DeFi lending protocols differ from banks in that the whole protocol is entirely on-chain and not controlled by any centralized entity. This means that the difference between the lending and borrowing rates can be significantly smaller than in traditional finance, as the whole process runs much more efficiently as the whole process runs much more efficiently on smart contracts without overhead through human intermediaries.
We should note that there are also centralized lending and borrowing companies in crypto, which also offer better returns than traditional banking due to the increased efficiency of dealing with cryptocurrencies rather than fiat. However, this still requires you to trust the companies and to undergo KYC (Know Your Customer) checks, revealing your identity. In DeFi, on the other hand, you only need to trust that the smart contract is well written and doesn’t contain any bugs, and you can borrow or lend crypto without revealing anything except your public wallet address.
Compound and Aave
To explain how lending and borrowing work, we can take the example of Compound and Aave, currently the two most popular protocols. Both work similarly when it comes to borrowing: a user deposits collateral into the protocol (in the form of a particular token) and receives a loan in another token. When the user pays back the loan plus interest, the collateral is returned to them.

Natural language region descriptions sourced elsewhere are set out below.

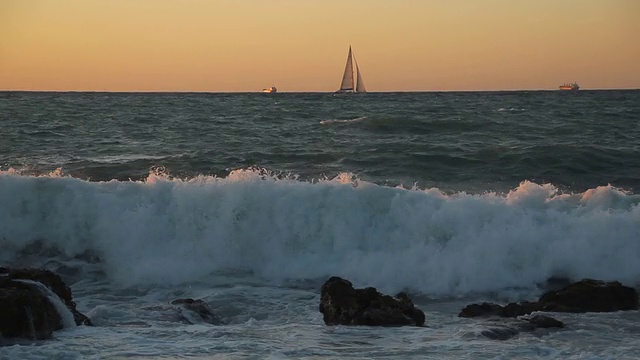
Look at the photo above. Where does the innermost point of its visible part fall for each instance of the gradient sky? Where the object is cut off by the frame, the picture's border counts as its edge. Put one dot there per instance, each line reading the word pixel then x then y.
pixel 301 45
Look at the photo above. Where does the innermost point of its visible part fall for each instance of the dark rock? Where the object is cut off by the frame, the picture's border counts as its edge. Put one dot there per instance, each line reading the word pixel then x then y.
pixel 556 283
pixel 25 312
pixel 484 309
pixel 500 333
pixel 341 304
pixel 543 321
pixel 590 296
pixel 583 296
pixel 519 309
pixel 55 283
pixel 200 308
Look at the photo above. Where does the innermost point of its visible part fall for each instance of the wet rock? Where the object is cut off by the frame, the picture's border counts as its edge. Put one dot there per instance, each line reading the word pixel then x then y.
pixel 479 310
pixel 55 283
pixel 500 333
pixel 341 304
pixel 590 296
pixel 583 296
pixel 25 312
pixel 200 308
pixel 543 321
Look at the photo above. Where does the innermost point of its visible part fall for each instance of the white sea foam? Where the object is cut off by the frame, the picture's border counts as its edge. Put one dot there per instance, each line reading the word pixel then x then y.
pixel 333 121
pixel 172 231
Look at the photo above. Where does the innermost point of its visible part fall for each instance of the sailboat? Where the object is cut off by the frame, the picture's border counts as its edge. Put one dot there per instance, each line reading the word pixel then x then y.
pixel 348 85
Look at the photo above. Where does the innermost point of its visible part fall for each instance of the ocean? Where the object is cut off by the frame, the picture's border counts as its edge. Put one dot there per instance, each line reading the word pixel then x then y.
pixel 251 201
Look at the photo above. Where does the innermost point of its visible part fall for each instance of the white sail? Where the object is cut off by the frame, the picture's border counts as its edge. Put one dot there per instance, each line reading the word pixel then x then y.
pixel 347 78
pixel 348 85
pixel 360 83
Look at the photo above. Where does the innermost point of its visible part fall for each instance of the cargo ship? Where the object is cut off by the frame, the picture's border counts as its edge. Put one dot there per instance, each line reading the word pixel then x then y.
pixel 570 87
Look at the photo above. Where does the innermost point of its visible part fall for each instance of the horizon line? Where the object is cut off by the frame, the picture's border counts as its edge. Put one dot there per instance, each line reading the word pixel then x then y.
pixel 297 92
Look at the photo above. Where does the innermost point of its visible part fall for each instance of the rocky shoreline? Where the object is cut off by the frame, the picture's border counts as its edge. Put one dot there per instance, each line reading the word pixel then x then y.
pixel 27 311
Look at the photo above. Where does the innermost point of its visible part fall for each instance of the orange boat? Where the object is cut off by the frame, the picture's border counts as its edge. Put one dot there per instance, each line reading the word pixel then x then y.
pixel 570 87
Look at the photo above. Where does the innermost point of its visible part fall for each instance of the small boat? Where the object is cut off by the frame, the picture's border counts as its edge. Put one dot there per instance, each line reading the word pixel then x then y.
pixel 351 85
pixel 570 87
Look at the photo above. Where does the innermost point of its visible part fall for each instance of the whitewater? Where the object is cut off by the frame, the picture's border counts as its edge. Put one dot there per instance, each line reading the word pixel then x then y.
pixel 140 199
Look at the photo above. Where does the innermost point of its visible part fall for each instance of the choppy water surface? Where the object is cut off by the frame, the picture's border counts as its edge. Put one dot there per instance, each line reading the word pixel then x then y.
pixel 251 201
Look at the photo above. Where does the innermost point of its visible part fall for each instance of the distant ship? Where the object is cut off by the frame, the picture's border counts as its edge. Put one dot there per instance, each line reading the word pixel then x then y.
pixel 270 90
pixel 348 85
pixel 570 87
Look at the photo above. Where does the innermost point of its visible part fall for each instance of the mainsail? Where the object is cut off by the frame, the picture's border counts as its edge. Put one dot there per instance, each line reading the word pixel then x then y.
pixel 349 84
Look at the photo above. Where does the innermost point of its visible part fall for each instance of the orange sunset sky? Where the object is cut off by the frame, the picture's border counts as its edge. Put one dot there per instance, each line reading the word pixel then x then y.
pixel 301 45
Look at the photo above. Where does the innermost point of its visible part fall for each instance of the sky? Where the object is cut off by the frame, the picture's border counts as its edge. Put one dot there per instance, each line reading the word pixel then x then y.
pixel 302 45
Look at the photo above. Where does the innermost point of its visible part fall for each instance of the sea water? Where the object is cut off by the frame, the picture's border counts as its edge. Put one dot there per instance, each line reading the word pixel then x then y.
pixel 251 201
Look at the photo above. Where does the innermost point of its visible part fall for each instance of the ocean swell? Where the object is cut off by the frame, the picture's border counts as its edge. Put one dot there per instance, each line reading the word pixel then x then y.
pixel 165 230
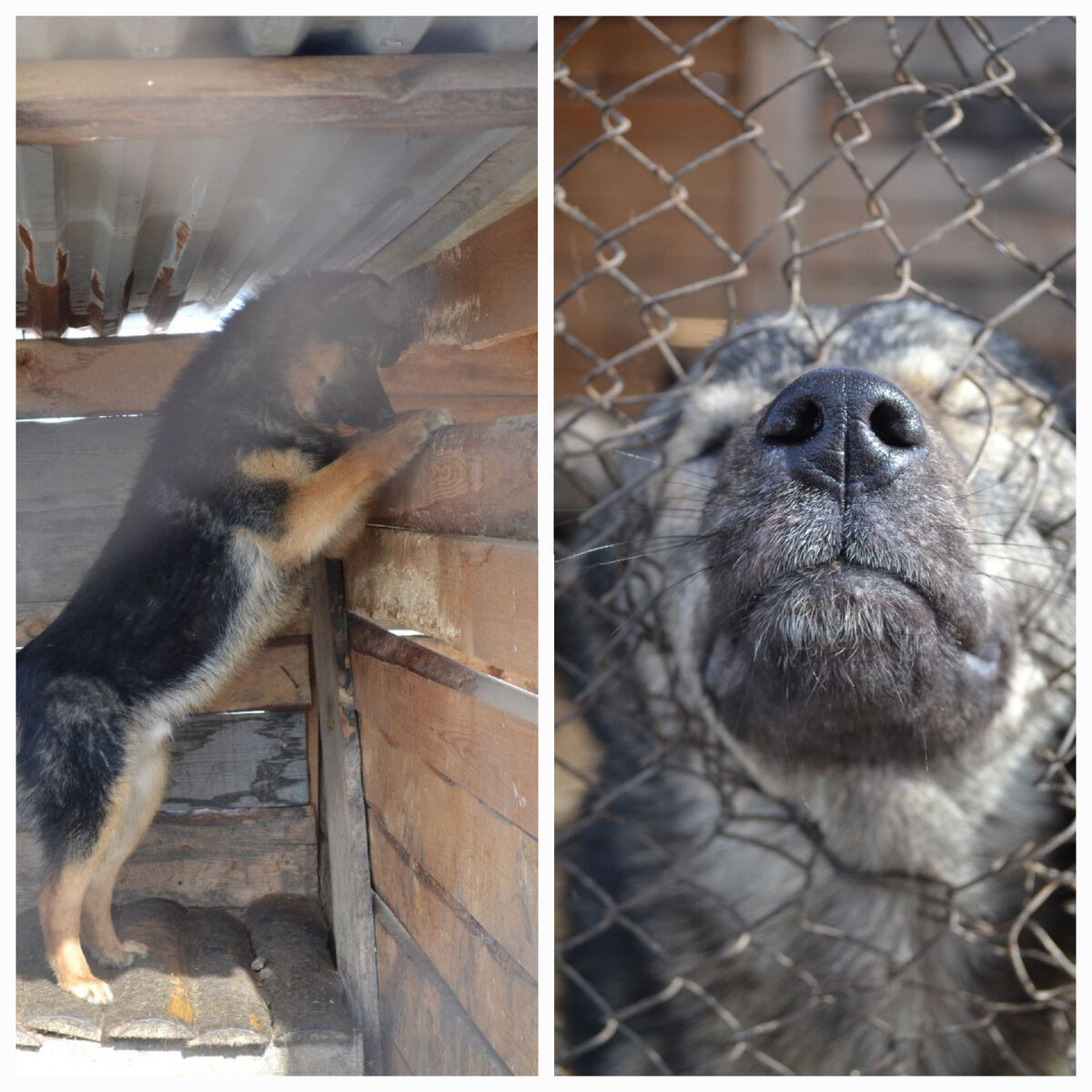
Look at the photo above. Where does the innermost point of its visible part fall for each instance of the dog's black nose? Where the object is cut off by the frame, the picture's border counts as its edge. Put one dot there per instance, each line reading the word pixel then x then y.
pixel 844 430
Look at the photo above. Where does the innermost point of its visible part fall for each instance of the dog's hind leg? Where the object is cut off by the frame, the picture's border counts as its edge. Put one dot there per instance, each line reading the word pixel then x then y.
pixel 140 792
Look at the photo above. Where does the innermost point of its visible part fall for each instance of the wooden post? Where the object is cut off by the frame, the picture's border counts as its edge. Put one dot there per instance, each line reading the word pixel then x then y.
pixel 347 884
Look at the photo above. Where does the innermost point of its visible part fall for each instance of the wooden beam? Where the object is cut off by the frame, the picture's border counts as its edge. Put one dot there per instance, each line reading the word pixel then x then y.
pixel 207 858
pixel 348 895
pixel 76 102
pixel 478 595
pixel 473 480
pixel 425 1027
pixel 500 184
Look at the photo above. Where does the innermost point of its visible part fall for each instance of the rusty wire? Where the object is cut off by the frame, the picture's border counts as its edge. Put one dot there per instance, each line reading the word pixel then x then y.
pixel 929 76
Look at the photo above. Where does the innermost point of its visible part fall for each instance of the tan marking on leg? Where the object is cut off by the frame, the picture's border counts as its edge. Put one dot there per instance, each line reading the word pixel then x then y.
pixel 145 785
pixel 59 915
pixel 322 505
pixel 318 361
pixel 83 890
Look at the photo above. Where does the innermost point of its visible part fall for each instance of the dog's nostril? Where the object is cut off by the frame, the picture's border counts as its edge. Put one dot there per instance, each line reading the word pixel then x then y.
pixel 896 425
pixel 844 430
pixel 794 424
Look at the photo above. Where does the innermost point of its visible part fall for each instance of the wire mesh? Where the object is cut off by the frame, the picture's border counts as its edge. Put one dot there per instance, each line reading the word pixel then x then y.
pixel 709 172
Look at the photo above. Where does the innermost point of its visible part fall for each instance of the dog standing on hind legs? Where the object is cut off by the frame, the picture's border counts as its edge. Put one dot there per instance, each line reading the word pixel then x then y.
pixel 268 448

Due to the volatility of crypto, DeFi loans are always overcollateralized. This means that, for example, if you want to borrow 1000 USDT with ETH as collateral, you need to deposit 1250 USD worth of ETH. So why would one take out a loan if they have to deposit more in collateral than the loan is worth (rather than just selling the collateral)? The main reasons are that a user needs funds at a particular time in order to deal with some unforeseen event, or that they’re bullish on the collateral token and don’t want to sell it. In some jurisdictions, there are also tax benefits of taking out a loan compared to selling crypto.
When it comes to lending, the basic principle of Compound and Aave is the same, but it is implemented differently. In both cases, the user supplies an asset to the protocol, and that asset is then used for loans. In return for the tokens supplied, the protocol issues new tokens which represent the supplied asset plus interest (and which can be transferred just like any other token). When these tokens are returned, the user receives the underlying asset plus interest for the time that it was supplied.
The main difference between Compound and Aave is the ratio between the supplied tokens and the tokens that the user receives (these are called cTokens in Compound and aTokens in Aave). In Compound, the exchange rate gradually increases over time (e.g., the user receives 500 cETH tokens for 1 ETH, and upon redeeming them a year later, they receive 1.1 ETH for their 500 cETH tokens due to the change in exchange rate). In Aave, aTokens are issued and redeemed at a 1:1 ratio to the supplied tokens, and the protocol rewards interest by continually increasing the user’s aToken balance.